The church has a single-aisle Latin cross interior covered by a barrel vault with five chapels on either side. The Roman Mannerist painter, Luigi Garzi, painted the large picture on the counterfacade. He also painted the triangles above the arches of the chapels, the corbels of the dome, and the great vault of the nave. The dome was painted by Paolo de Matteis. The ceilings of the chapels have frescoes by Guglielmo Borremans; the choir decorations and painting were by Gaetano Brandi.

=== Altar ===
The main altar was commissioned by the Spinelli family of Cariati, to whom also belong the tombs that encircle it. The funereal monuments were completed by Scilla and Giannotto, two Milanese sculptors.

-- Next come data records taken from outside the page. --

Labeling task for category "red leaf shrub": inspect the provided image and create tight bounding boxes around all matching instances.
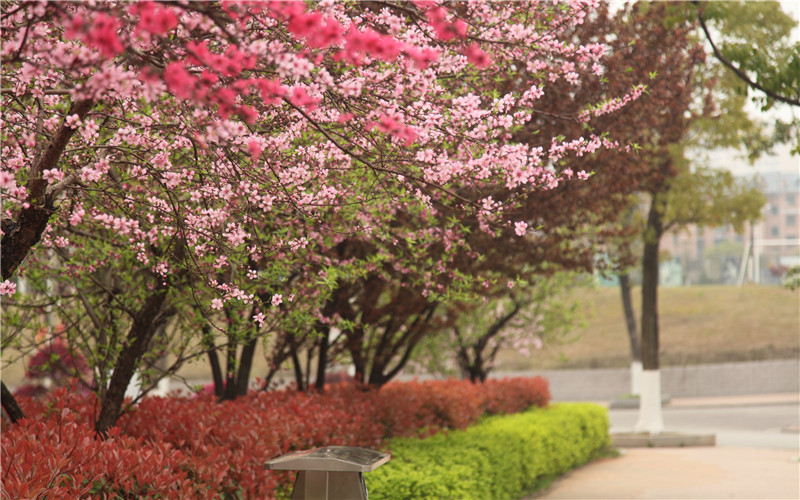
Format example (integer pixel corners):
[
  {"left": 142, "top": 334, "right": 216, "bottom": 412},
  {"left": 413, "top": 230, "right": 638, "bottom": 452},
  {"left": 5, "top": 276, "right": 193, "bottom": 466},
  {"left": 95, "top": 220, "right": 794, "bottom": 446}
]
[{"left": 2, "top": 377, "right": 550, "bottom": 498}]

On the wall, beside the altar is a Virgin with St Thomas Acquinas by Francesco Curia. A chapel on the other side has a canvas of St Dominic defeats the Albigensian Heretics by Giacomo del Po: the statues are by Columbo Napolitano.

=== Paintings ===
In the first chapel, all the paintings dedicated to St Catherine of Alessandria are by Giacomo del Po, the Visitation was painted by Garzi. In the next chapel, the chapel of St James, are collected the remains of 240 Martyrs of Otranto, that had been moved to Naples in 1574. The canvas of the Epiphany was painted by Silvestro Buono, and the Circumcision was completed by Paolo de Matteis. The Conversion of St. Paul was painted by Marco da Siena. The St Vincenzo Ferreri was painted by Santolo Cirillo.